I use CD ladders for part of my emergency fund since I'm sure I won't need to tap into all of it right away. The benefit of this is that I'm still earning 5%+ on three separate CDs that won't entirely mature until 2009.

Laddering time investments (which include bonds as well as CDs) isn't a way to increase your yield; it's a way to smooth it out and reduce both rate-change risk and "need-it-now" risk.

The essential problem is that you don't know where interest rates will be in 4, 5, and 6 years, so instead of putting all your money in one 5-year CD, you put a third in each, figuring that even if one year's rate is significantly higher or lower then you'll still get the average return.

That said, as mentioned by Josh, I looked into CDs recently, but I'm getting 3.15% on my E*TRADE savings account (and 3.0-3.5% on my Salem Five checking), and CDs offered no compelling interest-rate advantages.

I understand using a CD ladder as a hedge against changing interest rates and avoiding having all your money locked up for a long time period, but there's no guarantee that you'll make more money by laddering vs. buying the longer term CD. Notice they say you "can" earn $270 more; it's also feasible that you "can" earn less money. It all depends on what happens with interest rates.

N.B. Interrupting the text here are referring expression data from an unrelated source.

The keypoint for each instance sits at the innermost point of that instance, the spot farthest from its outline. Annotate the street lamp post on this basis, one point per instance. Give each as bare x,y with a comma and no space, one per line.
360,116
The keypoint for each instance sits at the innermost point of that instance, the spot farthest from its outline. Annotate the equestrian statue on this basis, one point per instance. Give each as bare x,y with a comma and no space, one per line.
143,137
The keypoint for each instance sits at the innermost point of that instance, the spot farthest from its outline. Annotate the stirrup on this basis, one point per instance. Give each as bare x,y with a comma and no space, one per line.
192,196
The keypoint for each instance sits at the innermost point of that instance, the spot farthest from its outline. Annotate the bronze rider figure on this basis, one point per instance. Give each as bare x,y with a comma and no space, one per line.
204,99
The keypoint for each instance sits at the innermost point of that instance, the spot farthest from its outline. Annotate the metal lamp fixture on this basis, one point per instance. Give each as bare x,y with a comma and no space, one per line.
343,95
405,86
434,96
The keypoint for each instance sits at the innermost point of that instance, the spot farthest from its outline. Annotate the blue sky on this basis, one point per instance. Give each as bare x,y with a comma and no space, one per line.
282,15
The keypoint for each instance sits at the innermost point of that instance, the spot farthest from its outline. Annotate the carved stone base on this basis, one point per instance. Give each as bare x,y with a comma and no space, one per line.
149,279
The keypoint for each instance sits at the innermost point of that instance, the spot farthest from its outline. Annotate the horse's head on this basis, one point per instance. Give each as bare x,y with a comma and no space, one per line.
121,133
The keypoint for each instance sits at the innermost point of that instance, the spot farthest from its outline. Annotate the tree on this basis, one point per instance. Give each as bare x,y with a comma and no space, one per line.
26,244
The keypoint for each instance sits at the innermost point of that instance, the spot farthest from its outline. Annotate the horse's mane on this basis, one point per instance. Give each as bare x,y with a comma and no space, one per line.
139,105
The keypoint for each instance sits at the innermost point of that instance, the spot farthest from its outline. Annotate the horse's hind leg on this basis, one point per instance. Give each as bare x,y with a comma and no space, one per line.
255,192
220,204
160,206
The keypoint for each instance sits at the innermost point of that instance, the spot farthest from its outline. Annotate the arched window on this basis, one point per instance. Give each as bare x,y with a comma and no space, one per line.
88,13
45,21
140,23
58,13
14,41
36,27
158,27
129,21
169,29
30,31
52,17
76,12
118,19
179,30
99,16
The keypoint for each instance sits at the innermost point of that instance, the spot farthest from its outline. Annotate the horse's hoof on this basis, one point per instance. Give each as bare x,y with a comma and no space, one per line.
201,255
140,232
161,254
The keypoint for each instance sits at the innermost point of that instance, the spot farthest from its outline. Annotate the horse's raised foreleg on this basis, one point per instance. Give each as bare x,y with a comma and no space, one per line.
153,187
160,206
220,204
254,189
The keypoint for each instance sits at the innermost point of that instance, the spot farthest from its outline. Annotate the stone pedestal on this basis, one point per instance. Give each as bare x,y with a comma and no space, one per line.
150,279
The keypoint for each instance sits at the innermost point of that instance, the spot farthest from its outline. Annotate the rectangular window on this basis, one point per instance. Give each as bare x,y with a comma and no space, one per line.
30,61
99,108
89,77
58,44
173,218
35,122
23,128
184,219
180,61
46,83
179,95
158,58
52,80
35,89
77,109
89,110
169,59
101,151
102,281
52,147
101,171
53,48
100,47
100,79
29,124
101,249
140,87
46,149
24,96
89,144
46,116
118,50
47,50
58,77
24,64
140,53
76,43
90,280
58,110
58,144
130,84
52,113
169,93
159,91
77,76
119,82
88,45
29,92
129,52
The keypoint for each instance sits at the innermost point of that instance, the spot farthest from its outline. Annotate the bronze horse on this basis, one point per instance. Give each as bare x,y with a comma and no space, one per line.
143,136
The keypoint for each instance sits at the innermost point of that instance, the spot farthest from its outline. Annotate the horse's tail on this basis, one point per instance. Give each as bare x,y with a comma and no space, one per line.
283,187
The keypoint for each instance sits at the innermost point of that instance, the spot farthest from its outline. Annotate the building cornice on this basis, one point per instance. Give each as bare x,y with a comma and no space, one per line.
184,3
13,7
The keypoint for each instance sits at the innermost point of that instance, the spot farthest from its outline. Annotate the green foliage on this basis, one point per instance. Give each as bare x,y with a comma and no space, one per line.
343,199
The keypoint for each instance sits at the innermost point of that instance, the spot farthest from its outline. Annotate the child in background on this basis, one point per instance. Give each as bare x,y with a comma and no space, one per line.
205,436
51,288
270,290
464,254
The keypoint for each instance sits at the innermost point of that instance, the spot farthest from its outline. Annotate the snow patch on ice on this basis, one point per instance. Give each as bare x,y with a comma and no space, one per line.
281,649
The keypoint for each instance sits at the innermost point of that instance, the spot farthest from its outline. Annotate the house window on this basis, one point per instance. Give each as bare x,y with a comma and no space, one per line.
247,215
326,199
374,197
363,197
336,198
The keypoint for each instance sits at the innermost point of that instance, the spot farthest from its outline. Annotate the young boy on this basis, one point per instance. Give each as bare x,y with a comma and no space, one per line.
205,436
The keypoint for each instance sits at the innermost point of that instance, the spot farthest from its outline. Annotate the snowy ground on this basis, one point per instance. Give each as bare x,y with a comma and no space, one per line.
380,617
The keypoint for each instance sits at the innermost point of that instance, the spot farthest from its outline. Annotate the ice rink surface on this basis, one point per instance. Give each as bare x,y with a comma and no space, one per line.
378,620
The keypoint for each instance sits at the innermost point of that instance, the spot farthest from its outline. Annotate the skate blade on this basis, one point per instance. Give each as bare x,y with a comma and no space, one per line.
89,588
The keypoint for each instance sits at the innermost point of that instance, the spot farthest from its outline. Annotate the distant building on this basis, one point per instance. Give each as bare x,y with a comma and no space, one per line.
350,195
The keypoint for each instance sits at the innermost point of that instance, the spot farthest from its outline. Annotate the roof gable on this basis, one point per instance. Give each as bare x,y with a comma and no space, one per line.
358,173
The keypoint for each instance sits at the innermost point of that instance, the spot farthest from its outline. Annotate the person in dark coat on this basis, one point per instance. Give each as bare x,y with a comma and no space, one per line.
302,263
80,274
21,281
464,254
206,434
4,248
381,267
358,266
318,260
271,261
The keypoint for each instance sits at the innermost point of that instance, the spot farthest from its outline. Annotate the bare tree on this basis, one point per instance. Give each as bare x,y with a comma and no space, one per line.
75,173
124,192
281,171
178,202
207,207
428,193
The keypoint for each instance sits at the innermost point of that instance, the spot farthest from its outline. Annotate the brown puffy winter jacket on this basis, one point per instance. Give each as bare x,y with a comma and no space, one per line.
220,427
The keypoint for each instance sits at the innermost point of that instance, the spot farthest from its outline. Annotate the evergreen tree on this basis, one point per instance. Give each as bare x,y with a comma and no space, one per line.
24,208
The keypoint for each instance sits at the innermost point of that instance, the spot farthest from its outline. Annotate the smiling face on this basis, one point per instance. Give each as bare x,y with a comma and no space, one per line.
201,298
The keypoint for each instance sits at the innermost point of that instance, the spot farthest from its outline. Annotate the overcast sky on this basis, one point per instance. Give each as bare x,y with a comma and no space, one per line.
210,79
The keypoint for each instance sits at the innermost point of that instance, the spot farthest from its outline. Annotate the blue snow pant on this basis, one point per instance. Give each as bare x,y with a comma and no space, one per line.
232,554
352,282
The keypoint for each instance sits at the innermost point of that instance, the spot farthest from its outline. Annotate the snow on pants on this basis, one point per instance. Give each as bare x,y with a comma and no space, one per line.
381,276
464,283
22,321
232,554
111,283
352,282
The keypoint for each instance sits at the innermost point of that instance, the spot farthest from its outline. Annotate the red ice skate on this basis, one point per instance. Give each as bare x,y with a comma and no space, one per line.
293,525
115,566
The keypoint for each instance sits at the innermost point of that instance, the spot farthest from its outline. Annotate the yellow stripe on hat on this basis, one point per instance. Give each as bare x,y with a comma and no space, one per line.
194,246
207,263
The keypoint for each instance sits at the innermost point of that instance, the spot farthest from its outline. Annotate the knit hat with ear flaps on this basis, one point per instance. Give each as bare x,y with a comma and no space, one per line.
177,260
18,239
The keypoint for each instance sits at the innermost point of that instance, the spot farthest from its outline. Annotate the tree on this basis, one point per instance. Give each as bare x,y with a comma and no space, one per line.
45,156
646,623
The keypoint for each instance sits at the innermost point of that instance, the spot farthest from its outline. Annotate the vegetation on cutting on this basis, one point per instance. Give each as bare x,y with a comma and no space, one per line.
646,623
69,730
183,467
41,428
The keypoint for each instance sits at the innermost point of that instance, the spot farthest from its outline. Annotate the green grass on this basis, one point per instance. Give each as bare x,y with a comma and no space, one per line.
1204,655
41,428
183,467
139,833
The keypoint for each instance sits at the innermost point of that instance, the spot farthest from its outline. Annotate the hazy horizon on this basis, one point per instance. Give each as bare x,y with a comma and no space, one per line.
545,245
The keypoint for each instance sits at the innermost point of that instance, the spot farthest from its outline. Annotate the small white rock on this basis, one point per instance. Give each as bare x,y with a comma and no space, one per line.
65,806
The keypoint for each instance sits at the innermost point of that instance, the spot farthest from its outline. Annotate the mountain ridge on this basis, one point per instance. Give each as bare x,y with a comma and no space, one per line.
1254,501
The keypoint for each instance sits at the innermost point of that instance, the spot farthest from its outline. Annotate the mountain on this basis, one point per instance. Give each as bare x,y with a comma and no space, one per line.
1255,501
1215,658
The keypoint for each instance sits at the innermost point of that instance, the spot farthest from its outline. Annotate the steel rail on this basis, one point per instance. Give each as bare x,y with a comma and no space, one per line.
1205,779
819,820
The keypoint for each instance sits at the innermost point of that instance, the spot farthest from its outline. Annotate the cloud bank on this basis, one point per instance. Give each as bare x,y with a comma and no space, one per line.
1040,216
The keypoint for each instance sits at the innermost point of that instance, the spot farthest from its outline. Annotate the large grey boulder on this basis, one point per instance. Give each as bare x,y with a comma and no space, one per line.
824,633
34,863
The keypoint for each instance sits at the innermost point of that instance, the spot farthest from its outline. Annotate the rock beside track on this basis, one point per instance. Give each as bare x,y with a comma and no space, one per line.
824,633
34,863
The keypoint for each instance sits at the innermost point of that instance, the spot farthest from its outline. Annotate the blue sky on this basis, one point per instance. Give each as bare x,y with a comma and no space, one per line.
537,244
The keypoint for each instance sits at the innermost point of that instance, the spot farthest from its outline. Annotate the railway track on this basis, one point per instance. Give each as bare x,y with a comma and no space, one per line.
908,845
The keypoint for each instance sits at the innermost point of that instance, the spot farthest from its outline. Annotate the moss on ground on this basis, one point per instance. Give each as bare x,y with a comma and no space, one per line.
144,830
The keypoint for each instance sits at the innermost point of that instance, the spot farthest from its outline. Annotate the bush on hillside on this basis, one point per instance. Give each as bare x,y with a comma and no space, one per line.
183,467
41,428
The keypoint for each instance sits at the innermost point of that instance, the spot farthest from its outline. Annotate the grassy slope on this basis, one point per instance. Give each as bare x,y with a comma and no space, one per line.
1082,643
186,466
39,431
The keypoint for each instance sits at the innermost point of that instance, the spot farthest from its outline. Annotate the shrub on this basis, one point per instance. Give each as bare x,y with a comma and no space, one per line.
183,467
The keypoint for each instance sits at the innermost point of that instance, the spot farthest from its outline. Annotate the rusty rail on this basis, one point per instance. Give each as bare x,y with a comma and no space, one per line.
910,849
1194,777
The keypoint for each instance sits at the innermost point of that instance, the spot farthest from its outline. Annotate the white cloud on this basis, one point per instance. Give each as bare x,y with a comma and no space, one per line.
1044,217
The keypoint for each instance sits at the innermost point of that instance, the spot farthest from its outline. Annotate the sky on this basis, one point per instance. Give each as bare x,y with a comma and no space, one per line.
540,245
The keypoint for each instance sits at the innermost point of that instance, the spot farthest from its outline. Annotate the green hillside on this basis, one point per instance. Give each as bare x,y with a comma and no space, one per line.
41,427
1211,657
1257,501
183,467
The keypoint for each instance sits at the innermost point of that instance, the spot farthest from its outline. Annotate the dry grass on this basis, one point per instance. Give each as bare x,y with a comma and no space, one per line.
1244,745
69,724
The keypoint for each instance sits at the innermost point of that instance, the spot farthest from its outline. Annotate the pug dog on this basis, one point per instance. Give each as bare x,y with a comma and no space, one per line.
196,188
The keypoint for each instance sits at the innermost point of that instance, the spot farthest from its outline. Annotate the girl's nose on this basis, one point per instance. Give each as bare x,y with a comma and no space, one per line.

If rates go up, you can reinvest the shorter term CDs at higher rates, which would earn you more money (although then with 20-20 hindsight, one might argue that you should've put ALL of it in a shorter term CD to begin with and that the money locked up in the long term CDs is making you less than it could with the newer higher rates). If rates go down, the CDs that come due would be reinvested at lower rates, and (again with 20-20 hindsight) you would have been better suited to put it all in longer term CDs at the outset.

Bottom line, depends on what interest rates will do and none of us have a crystal ball.

I'm not saying one shouldn't ladder CDs - it does make sense as a hedge, but it's not accurate to say that it will earn you more money.

Why would anyone lock up their money at under 4% when several online banks have no minimum savings account earning that much or more? I think my E*Trade account is close to 5%.

Another happy HSBC Direct customer here. When I started out with them, my online savings account had a 5% APY. With all of the FED interest rate cuts, it's now down to 3.05%, but still much better than any other brick & mortar bank account or CD. The cash is always available and you can even transfer money in & out to any other bank account that you own (at competing banks).

"You can roll over the short-term investments into new CDs once they expire, hopefully at better rates",

The last four words are key here. If rate go down this laddering scheme doesn't work.

HSBC Direct for me!! :-)

INGDirect is also very good.they have excellent customer service and bill pay etc.